Colleges consider ACTs, grades and Facebook

Beer pong is the last thing Kirk Brennan, director of undergraduate admissions at the University of Southern California, expected to see on a recovering alcoholic’s Facebook page, but when an anonymous tip lead him to google a very promising applicant’s name, that is exactly what he found.
“A student wrote in her application about how she had fought alcohol addiction and conquered it, and [her] application was a very strong story about recovery, about redemption,” said Brennan. “Her grades had improved, [and] her [application] was [great]. … [But] the dean noticed that on her Facebook page, [there] were all sorts of pictures with red Solo cups and party atmospheres, and the story that we saw in the application suddenly seemed like a total fraud.”
Brennan said although it is not part of the application review to do extensive research on a candidate, it is not unheard of for a third party, someone who knows the applicant, to point out questionable aspects of the applicant’s life — arrests, expulsions or their behavior on social media — that otherwise would not have been available to the application reader.
“We’re forming a community, [and] if things come to our attention that would alter the impression that we have about what impact the student would make, then we’re going to take that into consideration,” Brennan said.

USC is not alone in this practice. Chris Peterson, assistant director of admissions at Massachusetts Institute of Technology, Christoph Guttentag, dean of Duke undergraduate admissions, and Rick Fitzgerald, director of public affairs at the University of Michigan, all said their colleges also check applicants’ social media pages for supplemental information on activities or organizations the student was part of. However, if any information regarding a candidate that negatively impacts his or her application comes up, Guttentag said Duke will consider that too.

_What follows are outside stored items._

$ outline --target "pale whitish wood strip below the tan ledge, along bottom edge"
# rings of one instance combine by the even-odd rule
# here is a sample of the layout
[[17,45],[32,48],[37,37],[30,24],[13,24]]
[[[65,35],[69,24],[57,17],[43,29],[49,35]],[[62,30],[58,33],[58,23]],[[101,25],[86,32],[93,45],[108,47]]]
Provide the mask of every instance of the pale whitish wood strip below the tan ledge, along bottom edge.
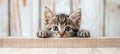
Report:
[[0,48],[1,54],[120,54],[120,48]]

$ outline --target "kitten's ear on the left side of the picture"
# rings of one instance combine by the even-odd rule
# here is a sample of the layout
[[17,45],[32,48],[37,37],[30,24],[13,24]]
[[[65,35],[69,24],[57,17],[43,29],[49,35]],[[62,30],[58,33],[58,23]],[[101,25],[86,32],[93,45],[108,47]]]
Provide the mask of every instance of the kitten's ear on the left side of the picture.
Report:
[[44,16],[45,16],[45,24],[48,24],[50,20],[53,19],[54,14],[48,7],[45,7]]

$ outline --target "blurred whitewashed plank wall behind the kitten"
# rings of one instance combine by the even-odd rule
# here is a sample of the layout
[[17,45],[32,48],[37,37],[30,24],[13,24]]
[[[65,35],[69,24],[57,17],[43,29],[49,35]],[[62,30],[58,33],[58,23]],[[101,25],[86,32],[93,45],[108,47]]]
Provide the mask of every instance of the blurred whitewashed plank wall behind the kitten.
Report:
[[45,6],[56,14],[81,9],[80,29],[120,37],[120,0],[0,0],[0,37],[35,37],[44,29]]

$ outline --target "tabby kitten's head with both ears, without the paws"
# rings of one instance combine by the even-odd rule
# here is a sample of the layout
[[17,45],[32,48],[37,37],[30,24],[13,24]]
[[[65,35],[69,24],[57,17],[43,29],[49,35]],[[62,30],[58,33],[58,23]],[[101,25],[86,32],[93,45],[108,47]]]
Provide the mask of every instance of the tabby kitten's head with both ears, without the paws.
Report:
[[79,30],[81,20],[81,10],[74,11],[71,15],[55,15],[49,8],[45,7],[45,26],[54,36],[71,36]]

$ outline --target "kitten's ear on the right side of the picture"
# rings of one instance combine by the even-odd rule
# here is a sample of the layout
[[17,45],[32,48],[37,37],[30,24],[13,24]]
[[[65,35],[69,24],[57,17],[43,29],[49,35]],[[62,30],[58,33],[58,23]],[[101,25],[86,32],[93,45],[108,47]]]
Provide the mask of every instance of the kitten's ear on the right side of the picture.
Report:
[[74,11],[69,17],[75,24],[79,25],[81,21],[81,9]]

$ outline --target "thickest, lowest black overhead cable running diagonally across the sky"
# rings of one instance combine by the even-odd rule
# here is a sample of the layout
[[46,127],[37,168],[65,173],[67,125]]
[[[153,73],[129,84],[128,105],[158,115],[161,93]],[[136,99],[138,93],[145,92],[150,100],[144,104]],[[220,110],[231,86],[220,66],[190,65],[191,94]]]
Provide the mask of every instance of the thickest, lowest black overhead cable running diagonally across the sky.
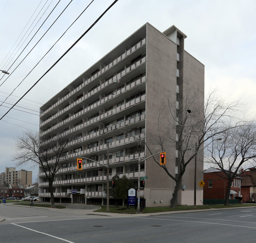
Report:
[[117,2],[118,0],[115,0],[104,12],[103,14],[77,39],[74,44],[68,48],[68,50],[41,76],[40,79],[38,79],[28,90],[23,96],[0,118],[0,120],[9,113],[11,109],[14,108],[18,104],[18,102],[82,39],[86,33],[106,14],[106,12]]

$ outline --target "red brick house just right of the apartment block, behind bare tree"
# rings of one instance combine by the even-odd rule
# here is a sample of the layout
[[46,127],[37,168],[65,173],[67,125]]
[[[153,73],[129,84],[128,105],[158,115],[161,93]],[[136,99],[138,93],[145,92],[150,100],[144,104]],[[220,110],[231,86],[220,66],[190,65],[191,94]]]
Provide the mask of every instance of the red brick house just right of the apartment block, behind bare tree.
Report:
[[[240,196],[241,177],[237,175],[232,182],[229,199]],[[220,169],[209,168],[204,170],[204,199],[225,199],[228,179]]]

“It’s quite rare that something we see would raise a question about an applicant’s character, integrity or judgment, but if the information is publicly available, we would feel comfortable including that in our assessment of an applicant,” Guttentag said.
Junior Ellen Gilbert said she thinks that colleges are not crossing any lines by doing this kind of research.
Gilbert said people may lead two separate lives: one on social media and one in person. One may be drastically different from the other, and what admissions officers find on an applicant’s social media may lead them “to question who you are as a person and what you really believe.”
Junior Ethan Schonfeld said he is not on any social media.
“[There is] a certain aspect of social media that allows people to kind of put words into your mouth and associate you with other images that colleges could see, such as tagging you in a photo, and I would prefer to just stay away from all that,” Schonfeld said.
Brennan said that students should understand that they are becoming part of a larger world.
“As [students] grow up, they’ll have to leave the nest and go out into the real world, and that means being involved in many different communities,” said Brennan. “One’s behavior [is] a matter of importance to those communities. … We as human beings [assess] fitness for [these communities] in many different ways: a student’s public persona, the way they behave in public, and I would extend social media to that. It’s fair game.”